Sur Paris, on a pu voir énormément d’initiatives de solidarité citoyenne extrêmement fortes, d’auto-organisation, qui ont vraiment montré à quel point les Parisiennes et les Parisiens sont solidaires. Mais prenons d’abord conscience que toutes ces initiatives solidaires d’auto-organisation et les initiatives de solidarité révèlent à quel point les politiques gouvernementales, nationales, et aussi nos politiques municipales, sont en dessous de tout et ne répondent pas à cette urgence sociale. Le premier problème sur lequel cela doit nous faire réfléchir, c’est bien celui-là.

Voilà pourquoi il me semble extrêmement important de continuer à promouvoir d’autres mesures à l’échelle nationale pour faire en sorte de protéger les hommes et les femmes de l’ensemble des risques, mais également de penser dans nos politiques municipales ce qui pourrait y répondre. D’abord, je continue à défendre que l’exonération des loyers pour toutes celles et ceux qui ont perdu totalement ou partiellement leurs revenus, est une mesure urgente à prendre, comme l’ont fait d’autres villes, comme Berlin, comme Barcelone, comme Lisbonne.

Maintenant, il y a nécessité, évidemment, d’augmenter ces aides alimentaires. Alors je soutiendrai, bien évidemment, cette délibération et je souhaite attirer votre attention sur un amendement budgétaire qui n’a pas pu être satisfait hier, mais sur lequel j’aimerais que l’Exécutif se penche le plus rapidement possible. Nous avons quelques structures qui se préoccupent de l’aide alimentaire et qui ont anticipé la question des tout-petits. Je pense notamment au “Restos du Cœur”, je pense à “Paris Tout P’tits”. Ce qui remonte du terrain, c’est que, hélas, c’est encore insuffisant malgré leurs efforts totalement remarquables. Il ne s’agit bien évidemment pas de les critiquer.
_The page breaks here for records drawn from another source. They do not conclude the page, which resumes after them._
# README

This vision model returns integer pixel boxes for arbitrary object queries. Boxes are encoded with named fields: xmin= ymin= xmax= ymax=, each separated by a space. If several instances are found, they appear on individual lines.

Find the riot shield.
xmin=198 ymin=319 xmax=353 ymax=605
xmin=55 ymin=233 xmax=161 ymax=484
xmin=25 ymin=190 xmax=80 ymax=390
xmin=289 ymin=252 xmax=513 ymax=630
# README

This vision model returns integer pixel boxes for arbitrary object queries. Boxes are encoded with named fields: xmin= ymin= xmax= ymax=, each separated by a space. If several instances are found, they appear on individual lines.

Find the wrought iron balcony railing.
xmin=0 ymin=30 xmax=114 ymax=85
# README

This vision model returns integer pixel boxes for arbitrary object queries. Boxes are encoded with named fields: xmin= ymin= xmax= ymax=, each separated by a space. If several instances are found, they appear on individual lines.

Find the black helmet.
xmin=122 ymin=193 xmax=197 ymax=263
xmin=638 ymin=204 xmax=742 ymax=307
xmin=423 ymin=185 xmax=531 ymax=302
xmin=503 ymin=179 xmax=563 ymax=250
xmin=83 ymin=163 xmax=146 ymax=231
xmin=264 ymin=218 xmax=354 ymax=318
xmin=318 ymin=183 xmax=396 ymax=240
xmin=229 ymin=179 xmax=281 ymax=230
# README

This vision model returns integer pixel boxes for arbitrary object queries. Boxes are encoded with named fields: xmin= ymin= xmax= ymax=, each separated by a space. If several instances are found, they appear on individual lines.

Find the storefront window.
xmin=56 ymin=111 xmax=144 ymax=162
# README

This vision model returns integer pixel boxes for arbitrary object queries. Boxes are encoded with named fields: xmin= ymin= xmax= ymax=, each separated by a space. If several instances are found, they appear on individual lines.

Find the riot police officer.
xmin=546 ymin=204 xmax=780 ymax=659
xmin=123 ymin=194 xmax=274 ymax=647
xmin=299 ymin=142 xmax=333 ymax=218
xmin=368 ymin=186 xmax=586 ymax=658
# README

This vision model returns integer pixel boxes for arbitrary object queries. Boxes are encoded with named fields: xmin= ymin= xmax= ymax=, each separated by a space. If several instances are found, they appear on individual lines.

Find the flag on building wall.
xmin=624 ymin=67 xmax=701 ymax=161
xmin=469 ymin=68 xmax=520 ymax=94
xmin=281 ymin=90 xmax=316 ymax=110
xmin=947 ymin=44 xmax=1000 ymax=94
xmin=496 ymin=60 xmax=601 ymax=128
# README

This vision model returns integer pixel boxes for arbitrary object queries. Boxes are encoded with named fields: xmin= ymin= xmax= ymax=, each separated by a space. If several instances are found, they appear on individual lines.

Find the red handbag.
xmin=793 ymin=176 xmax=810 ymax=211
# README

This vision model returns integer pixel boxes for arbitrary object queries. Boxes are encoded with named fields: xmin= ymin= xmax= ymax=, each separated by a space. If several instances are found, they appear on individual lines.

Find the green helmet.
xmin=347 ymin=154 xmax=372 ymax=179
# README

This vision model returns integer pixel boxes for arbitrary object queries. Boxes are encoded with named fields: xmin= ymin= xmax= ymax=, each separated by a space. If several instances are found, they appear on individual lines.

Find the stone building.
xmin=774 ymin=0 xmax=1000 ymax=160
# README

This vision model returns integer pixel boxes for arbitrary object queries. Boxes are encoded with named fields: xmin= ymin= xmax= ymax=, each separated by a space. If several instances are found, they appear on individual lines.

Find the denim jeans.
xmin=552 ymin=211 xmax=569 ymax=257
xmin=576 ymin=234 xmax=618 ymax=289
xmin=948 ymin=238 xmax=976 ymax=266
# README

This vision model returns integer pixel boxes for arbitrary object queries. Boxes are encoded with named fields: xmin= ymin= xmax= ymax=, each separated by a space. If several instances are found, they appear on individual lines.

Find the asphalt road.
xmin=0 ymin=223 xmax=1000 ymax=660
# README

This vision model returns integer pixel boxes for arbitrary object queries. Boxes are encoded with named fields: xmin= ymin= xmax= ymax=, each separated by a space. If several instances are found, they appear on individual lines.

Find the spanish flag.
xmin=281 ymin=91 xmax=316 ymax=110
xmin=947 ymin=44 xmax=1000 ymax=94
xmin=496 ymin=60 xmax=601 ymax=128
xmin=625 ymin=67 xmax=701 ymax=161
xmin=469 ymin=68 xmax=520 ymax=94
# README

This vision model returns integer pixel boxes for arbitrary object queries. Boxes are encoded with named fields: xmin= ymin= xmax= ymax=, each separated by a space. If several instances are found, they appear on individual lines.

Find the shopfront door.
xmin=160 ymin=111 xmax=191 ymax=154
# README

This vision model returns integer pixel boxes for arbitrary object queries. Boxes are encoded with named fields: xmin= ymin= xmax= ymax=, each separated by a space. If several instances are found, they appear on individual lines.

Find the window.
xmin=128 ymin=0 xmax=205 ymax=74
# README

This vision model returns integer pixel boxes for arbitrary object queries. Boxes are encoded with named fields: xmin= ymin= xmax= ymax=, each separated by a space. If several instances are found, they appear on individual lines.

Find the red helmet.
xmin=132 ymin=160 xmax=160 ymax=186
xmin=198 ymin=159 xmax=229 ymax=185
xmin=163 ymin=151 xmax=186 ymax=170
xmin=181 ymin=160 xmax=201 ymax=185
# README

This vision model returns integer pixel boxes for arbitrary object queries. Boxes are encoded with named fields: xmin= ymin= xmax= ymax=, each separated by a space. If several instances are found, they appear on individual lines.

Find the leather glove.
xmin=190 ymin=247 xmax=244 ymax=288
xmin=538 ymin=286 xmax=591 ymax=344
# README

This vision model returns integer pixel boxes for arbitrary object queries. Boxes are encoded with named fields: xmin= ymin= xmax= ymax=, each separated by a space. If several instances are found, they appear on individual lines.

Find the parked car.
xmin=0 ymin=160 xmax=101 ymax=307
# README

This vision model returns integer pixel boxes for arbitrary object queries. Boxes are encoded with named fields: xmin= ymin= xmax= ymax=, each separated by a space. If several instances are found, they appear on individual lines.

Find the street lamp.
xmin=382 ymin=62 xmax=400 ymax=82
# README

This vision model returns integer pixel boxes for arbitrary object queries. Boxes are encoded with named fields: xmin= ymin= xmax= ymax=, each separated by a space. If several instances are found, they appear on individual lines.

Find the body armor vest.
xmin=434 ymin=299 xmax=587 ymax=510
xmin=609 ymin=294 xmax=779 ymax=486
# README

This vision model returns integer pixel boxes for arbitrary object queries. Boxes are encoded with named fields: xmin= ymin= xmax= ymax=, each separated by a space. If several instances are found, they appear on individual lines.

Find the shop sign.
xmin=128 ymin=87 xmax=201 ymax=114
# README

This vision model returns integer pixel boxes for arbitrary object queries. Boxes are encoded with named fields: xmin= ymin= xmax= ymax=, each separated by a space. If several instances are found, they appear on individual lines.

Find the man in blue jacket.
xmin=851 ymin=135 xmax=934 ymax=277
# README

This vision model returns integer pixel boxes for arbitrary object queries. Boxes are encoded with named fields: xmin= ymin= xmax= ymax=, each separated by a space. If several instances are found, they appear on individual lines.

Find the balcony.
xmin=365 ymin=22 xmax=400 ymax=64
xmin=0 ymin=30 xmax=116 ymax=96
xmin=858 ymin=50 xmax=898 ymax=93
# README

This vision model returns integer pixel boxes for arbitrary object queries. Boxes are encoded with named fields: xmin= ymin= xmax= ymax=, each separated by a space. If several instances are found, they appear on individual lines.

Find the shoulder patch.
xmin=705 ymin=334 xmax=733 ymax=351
J’ai été en contact avec des femmes bénévoles auprès de la cellule “Covidom” de l’AP-HP et de la Croix-Rouge, et qui, pendant le confinement, ont pris conscience que des femmes qui venaient d’accoucher pouvaient se retrouver confrontés à des grandes difficultés. A la fois parce que, dans certaines maternités, on a pu leur dire, les dissuader d’allaiter parce qu’il y avait des grandes incertitudes sur le Covid et sa transmission. Ensuite, vous avez des femmes qui, parce qu’elles s’alimentent insuffisamment du fait de leur précarité, ont eu des blocages de leur lactation et ont été donc confrontées à devoir acheter du lait premier âge, et se retrouvent dans une situation où elles ne peuvent pas payer ce lait premier âge. On a donc des femmes qui ont des nourrissons, des nourrissons qu’elles ont “nourris” un jour sur deux avec de l’eau de cuisson du riz. Voilà, ça se passe à Paris, ça se passe aussi dans le 93, mais ça se passe aussi dans notre capitale, dans les quartiers populaires. Evidemment, autour des nourrissons, donc des enfants de moins de trois ans, il y a aussi toutes les problématiques des produits d’hygiène, des couches-culottes, des petits pots. Tout cela coûte très cher.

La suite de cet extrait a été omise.